This morning I got to visit the Thomas Jefferson Center for Historic Plants for a garden tour! The center was established in 1987 to build upon Thomas Jefferson's legacy of studying plants. The location used to be one of Jefferson's satellite farms that bordered Monticello. The name of this one was Tufton.
By the time I arrived, the tour was in the rose garden...
When we arrived at this spot in the tour, I began to furiously take notes. We have an identical spot in our yard that causes my husband to always ask me what to plant there. I've had a few ideas but now I have more! The center called this a Rain Garden, because it always becomes a bit marshy after rain. A corner of our backyard is just like this. I wrote down a list of all the plants that would grow well in these conditions.
The front view. Some of the plants are spent, being late October. The center tends to let plants remain past their prime so the dried flowers can spread seeds, which is a very natural thing to happen.
After the official tour I talked to the tour guide for a few minutes about Rain Gardens, then I took a more leisurely tour of the property while waiting for the guest speaker to arrive.
I'm always amazed at the huge fig trees I see on other properties. Ours are still small. My guess has been they get too cold. This would be one of the key topics of the upcoming talk with the guest speaker.
I stumbled upon this 19th century house, which was to be the site of the talk that I was waiting for.
The guest speaker was Michael McConkey from Edible Landscaping. It was a lot of fun when he looked directly at me and said he recognized me. Where had we met? I had no idea if he was serious or teasing so I just tried to play along. It was funny but I don't know if we've met or not. When I got home and told my family my son said maybe he had read my blog. I told him that was a possibility but didn't know if I should bring that up or not. lol
McConkey's talk was wonderful! Fascinating! Interesting! Informational! (Just the day before I had been at my daughter's college to sit in on one of her classes for parent weekend and the professor put me to sleep. She sublimal message was highly apologetic for trying to impart information to the students. As a teacher I just rolled my eyes. Students are at college to learn. Make it interesting and they will have fun gaining knowledge. (gasp) Interestingly this was a class on public speaking. The professor busted all the elements she was trying to convey but McConkey was the epitome of them! He was a huge example of how a straight lecture can be highly entertaining and hugely educational. I took notes galore!!!

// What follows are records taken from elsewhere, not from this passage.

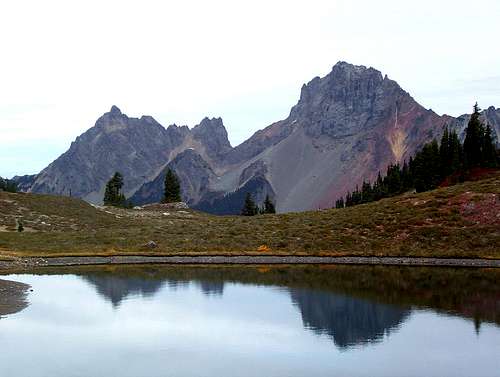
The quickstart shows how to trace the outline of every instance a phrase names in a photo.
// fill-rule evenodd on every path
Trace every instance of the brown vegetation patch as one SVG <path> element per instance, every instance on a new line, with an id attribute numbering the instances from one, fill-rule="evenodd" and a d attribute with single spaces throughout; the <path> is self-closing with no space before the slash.
<path id="1" fill-rule="evenodd" d="M 344 255 L 500 258 L 500 173 L 344 209 L 212 216 L 0 192 L 0 256 Z M 36 232 L 15 232 L 16 218 Z M 156 247 L 145 247 L 153 245 Z M 265 245 L 266 249 L 259 247 Z M 268 248 L 268 249 L 267 249 Z"/>
<path id="2" fill-rule="evenodd" d="M 465 192 L 449 202 L 464 219 L 478 225 L 500 226 L 500 198 L 496 193 Z"/>

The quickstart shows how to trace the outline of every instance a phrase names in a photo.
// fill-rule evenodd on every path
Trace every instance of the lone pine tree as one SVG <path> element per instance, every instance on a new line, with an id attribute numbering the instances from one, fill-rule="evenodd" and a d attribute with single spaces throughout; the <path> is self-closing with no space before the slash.
<path id="1" fill-rule="evenodd" d="M 113 177 L 106 184 L 104 191 L 104 205 L 123 207 L 126 205 L 127 200 L 122 193 L 123 176 L 121 173 L 116 172 Z"/>
<path id="2" fill-rule="evenodd" d="M 171 170 L 167 170 L 165 175 L 165 191 L 163 195 L 164 203 L 176 203 L 182 201 L 181 199 L 181 185 L 177 175 Z"/>
<path id="3" fill-rule="evenodd" d="M 255 205 L 255 202 L 252 198 L 252 194 L 249 192 L 245 197 L 245 203 L 243 208 L 241 209 L 241 214 L 243 216 L 255 216 L 259 212 L 258 207 Z"/>
<path id="4" fill-rule="evenodd" d="M 269 195 L 266 195 L 266 199 L 264 200 L 264 207 L 262 208 L 262 213 L 276 213 L 276 207 L 274 203 L 269 198 Z"/>
<path id="5" fill-rule="evenodd" d="M 479 106 L 474 105 L 469 124 L 465 131 L 464 157 L 467 167 L 480 166 L 482 162 L 482 147 L 484 143 L 484 125 L 479 119 Z"/>
<path id="6" fill-rule="evenodd" d="M 484 133 L 482 150 L 483 166 L 488 168 L 495 168 L 498 166 L 497 151 L 492 132 L 491 126 L 488 124 Z"/>

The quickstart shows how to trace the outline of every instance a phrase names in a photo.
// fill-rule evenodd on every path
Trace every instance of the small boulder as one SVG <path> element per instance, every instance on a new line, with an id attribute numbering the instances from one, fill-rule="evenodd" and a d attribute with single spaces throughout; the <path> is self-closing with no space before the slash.
<path id="1" fill-rule="evenodd" d="M 155 249 L 158 247 L 158 244 L 155 241 L 149 241 L 144 246 L 147 247 L 148 249 Z"/>

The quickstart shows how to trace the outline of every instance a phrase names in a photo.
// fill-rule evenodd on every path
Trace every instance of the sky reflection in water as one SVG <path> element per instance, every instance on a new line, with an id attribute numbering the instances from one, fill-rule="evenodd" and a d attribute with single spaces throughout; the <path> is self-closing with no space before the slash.
<path id="1" fill-rule="evenodd" d="M 13 275 L 0 376 L 497 376 L 500 328 L 342 292 L 113 273 Z M 403 301 L 403 300 L 402 300 Z"/>

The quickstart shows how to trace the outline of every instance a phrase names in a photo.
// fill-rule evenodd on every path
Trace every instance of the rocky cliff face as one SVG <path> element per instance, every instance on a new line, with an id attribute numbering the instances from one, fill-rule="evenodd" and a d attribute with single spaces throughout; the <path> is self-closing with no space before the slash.
<path id="1" fill-rule="evenodd" d="M 213 132 L 216 137 L 203 138 Z M 150 116 L 129 118 L 113 106 L 29 182 L 29 191 L 100 203 L 104 186 L 115 171 L 125 177 L 124 191 L 130 196 L 182 151 L 192 148 L 218 161 L 230 147 L 220 119 L 204 119 L 193 130 L 176 125 L 165 129 Z"/>
<path id="2" fill-rule="evenodd" d="M 221 118 L 204 118 L 192 130 L 193 138 L 205 145 L 206 156 L 215 165 L 220 164 L 233 148 L 227 138 L 227 131 Z"/>
<path id="3" fill-rule="evenodd" d="M 165 129 L 151 117 L 129 118 L 113 106 L 38 174 L 31 191 L 99 202 L 106 182 L 120 171 L 130 194 L 157 173 L 187 132 L 187 127 Z"/>
<path id="4" fill-rule="evenodd" d="M 163 199 L 165 175 L 172 169 L 179 178 L 181 196 L 189 206 L 194 206 L 202 198 L 209 196 L 211 182 L 216 178 L 210 164 L 194 149 L 179 153 L 152 181 L 146 182 L 130 198 L 142 205 L 160 202 Z"/>
<path id="5" fill-rule="evenodd" d="M 251 157 L 240 168 L 257 160 L 267 166 L 279 211 L 331 207 L 363 179 L 409 158 L 446 121 L 377 70 L 341 62 L 303 86 L 287 119 L 245 143 Z"/>
<path id="6" fill-rule="evenodd" d="M 206 211 L 237 213 L 246 192 L 258 201 L 270 195 L 280 212 L 329 208 L 439 138 L 445 125 L 463 137 L 468 117 L 439 116 L 379 71 L 339 62 L 302 87 L 286 119 L 237 147 L 220 118 L 165 129 L 149 116 L 129 118 L 113 107 L 23 187 L 99 203 L 106 181 L 120 171 L 127 196 L 144 204 L 161 198 L 170 167 L 184 199 Z M 500 109 L 490 107 L 483 117 L 500 135 Z"/>

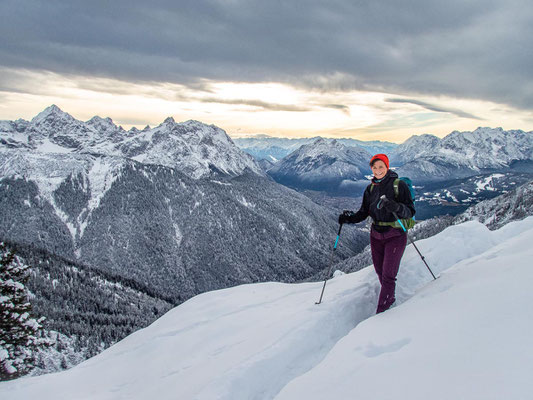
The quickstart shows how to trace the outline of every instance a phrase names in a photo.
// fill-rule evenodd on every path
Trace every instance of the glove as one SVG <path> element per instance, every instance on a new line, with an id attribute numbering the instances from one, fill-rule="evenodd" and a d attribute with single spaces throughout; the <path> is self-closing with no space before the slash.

Apparently we are not the only fig growers suffering in the commonwealth of Virginia. All of Virginia is suffering from the polar vortex that seems to descend every winter. That late burst of abnormal below freezing temperatures has shut down the production of many figs. We talked about ways to keep the fig plants warm, which is a bit difficult in that we don't know if they need these extreme measures until the last minute.
Many fruits were addressed in the lecture, tips were given for optimum growing and yield...and I took notes galore.
We even had a few samples...I never had persimmon until that day. Yum!
Oh yes! McConkey had all the tips for organic fruit gardening and optimum harvests based on what has already worked in Virginia, today...and in the past. This is the legacy of the Thomas Jefferson Center for Historic Plants to introduce local businesses such as Edible Landscaping to us!